Cut back to the EPT San Remo and he’s raising again. 8k this time, with Andreas Glannbro with the decision to make. Andreas looks over at Raymond on his left – Raymond responds by looking right back at him. He calls for a flop of K-T-2.
As if thinking that 8k before the flop wasn’t enough to chase out the Swede, he now makes it 20k, quickly getting the desired result as Andreas mucks. Yet another pot for the South African.
Leo Gizzarelli moves in again. Looking at him from the front his face is one of wide-eyed resignation; a cigarette still dangling from his mouth, an unkempt beard – a look usually caused by lack of sleep, nicotine withdrawal or kids.
“How much is it? Forty?” asks Raymond. It’s about that but still too much.
With the last hand of the level before dinner players begin drifting towards the exit where the door leads to the buffet. The formalities of a lame-duck hand before the break take an unusual turn on this table though, which by the way also features another Team PokerStars Pro Dario Minieri.
A 7k late position raise from Raymond was countered by a Dario all-in. The inter-Team PokerStars Pro clash had gathered the cameras, press and close to every Italian in the room as focus turned to Raymond. Easily covering the Italian he called, quickly spotting his mistake.
Dario showed two red aces. For Raymond A-2.

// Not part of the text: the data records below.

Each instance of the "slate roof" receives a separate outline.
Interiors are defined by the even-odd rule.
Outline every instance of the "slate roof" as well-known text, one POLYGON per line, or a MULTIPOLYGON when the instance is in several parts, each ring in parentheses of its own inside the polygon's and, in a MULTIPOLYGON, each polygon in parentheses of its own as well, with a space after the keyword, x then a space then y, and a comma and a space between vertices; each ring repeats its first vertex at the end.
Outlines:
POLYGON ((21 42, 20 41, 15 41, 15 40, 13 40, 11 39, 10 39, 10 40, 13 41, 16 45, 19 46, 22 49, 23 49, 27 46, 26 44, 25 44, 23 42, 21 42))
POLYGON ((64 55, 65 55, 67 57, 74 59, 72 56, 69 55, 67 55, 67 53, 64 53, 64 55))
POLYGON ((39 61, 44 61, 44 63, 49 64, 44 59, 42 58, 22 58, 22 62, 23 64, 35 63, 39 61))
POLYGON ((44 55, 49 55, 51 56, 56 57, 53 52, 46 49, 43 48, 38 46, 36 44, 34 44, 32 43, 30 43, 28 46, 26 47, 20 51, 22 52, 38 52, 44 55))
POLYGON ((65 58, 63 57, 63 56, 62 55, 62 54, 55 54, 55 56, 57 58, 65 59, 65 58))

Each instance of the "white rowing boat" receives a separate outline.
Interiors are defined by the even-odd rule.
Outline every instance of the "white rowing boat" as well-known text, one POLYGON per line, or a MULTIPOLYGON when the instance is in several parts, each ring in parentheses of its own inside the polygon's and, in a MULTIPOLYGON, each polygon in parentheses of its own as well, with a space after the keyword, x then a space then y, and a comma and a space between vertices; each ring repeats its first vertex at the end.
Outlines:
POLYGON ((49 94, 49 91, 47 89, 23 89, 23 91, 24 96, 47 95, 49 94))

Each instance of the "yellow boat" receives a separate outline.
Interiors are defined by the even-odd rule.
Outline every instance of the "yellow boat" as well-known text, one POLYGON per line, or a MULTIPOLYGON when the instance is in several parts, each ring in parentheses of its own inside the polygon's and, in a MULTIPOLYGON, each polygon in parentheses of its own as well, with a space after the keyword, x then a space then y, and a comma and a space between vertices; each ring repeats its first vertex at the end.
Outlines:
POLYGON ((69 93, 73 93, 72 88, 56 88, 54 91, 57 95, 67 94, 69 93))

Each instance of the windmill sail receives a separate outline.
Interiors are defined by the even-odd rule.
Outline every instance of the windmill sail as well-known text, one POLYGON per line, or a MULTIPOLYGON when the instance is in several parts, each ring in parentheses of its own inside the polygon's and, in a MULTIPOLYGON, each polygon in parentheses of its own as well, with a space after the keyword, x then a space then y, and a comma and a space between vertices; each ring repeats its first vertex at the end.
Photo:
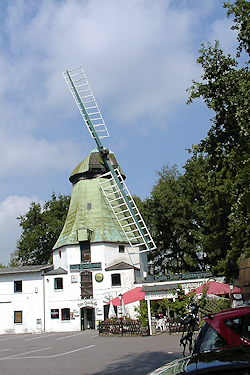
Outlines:
POLYGON ((82 68, 63 72, 67 85, 87 125, 91 137, 107 138, 109 133, 82 68))
MULTIPOLYGON (((101 179, 98 179, 103 195, 108 201, 109 206, 119 222, 130 246, 137 247, 144 245, 146 251, 149 250, 148 246, 150 246, 151 250, 154 250, 154 241, 135 204, 133 197, 131 196, 122 178, 120 171, 116 169, 115 173, 122 184, 122 191, 116 183, 112 173, 108 172, 102 175, 101 179), (124 199, 124 194, 122 194, 122 192, 127 197, 126 200, 124 199), (127 202, 130 203, 133 214, 127 202), (135 220, 135 218, 137 220, 135 220), (141 235, 141 231, 143 231, 144 236, 141 235)), ((141 250, 141 252, 143 252, 143 250, 141 250)))
POLYGON ((95 139, 103 162, 108 167, 108 174, 102 175, 98 180, 111 210, 132 247, 143 246, 145 250, 140 248, 141 251, 154 250, 156 246, 139 210, 119 171, 110 163, 109 151, 101 143, 101 139, 109 137, 109 133, 83 69, 67 70, 63 72, 63 76, 92 138, 95 139), (103 181, 104 176, 106 179, 103 181))

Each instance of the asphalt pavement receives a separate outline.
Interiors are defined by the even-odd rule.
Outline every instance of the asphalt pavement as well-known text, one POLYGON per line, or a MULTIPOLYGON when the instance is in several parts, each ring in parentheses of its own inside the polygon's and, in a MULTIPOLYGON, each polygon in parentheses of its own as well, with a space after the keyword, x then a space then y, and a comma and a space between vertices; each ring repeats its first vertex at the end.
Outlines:
POLYGON ((1 375, 146 375, 182 357, 180 335, 99 336, 97 331, 0 336, 1 375))

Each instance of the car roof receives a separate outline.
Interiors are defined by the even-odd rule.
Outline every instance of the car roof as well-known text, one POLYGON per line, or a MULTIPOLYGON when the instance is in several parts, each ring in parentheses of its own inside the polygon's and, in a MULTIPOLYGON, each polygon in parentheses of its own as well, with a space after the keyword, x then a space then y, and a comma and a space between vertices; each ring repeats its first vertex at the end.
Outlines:
POLYGON ((153 371, 151 375, 227 374, 228 371, 234 373, 234 369, 250 370, 250 347, 229 348, 190 355, 167 363, 153 371))
POLYGON ((208 314, 202 317, 203 320, 207 321, 212 320, 214 318, 222 318, 226 319, 228 317, 232 318, 234 316, 243 316, 250 313, 250 306, 242 306, 242 307, 234 307, 232 309, 222 310, 216 313, 208 314))
POLYGON ((242 346, 250 345, 250 340, 248 338, 242 338, 240 333, 233 332, 230 327, 225 324, 225 320, 239 318, 249 314, 250 306, 246 306, 224 310, 219 313, 206 316, 203 319, 207 324, 215 329, 230 346, 242 346))

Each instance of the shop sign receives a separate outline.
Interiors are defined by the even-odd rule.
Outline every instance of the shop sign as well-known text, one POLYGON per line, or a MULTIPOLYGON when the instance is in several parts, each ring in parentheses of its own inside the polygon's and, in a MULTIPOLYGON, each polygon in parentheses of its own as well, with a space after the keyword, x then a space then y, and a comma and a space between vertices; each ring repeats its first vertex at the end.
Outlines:
POLYGON ((95 299, 84 299, 77 304, 78 307, 92 307, 95 308, 97 301, 95 299))
POLYGON ((81 271, 81 270, 95 270, 102 269, 101 262, 97 263, 80 263, 80 264, 71 264, 70 271, 81 271))
POLYGON ((155 276, 156 281, 188 280, 188 279, 206 279, 212 277, 212 272, 186 272, 176 275, 155 276))

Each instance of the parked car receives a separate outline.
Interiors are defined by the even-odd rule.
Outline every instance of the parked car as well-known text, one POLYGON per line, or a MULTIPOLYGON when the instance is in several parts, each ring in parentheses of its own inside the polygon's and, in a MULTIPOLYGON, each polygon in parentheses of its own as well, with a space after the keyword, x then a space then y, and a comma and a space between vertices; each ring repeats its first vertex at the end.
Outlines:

The flop came 9-6-J. Raymond went to shake Dario’s hand but the young Italian politely refused, preferring not to tempt fate before his chickens had hatched – or something like that. A three on the turn, a king on the flop. His aces had held up, doubling him up at the break.
Not so good for Raymond…
“I played bad” he said with a laugh. “I raised 7k – I was trying to steal because I’d been limping all day and they’d been bullying, so….”
It didn’t pay off this time and Raymond takes a hit, whilst Dario Minieri continues his climb up the chip list as play pauses for 60 minutes.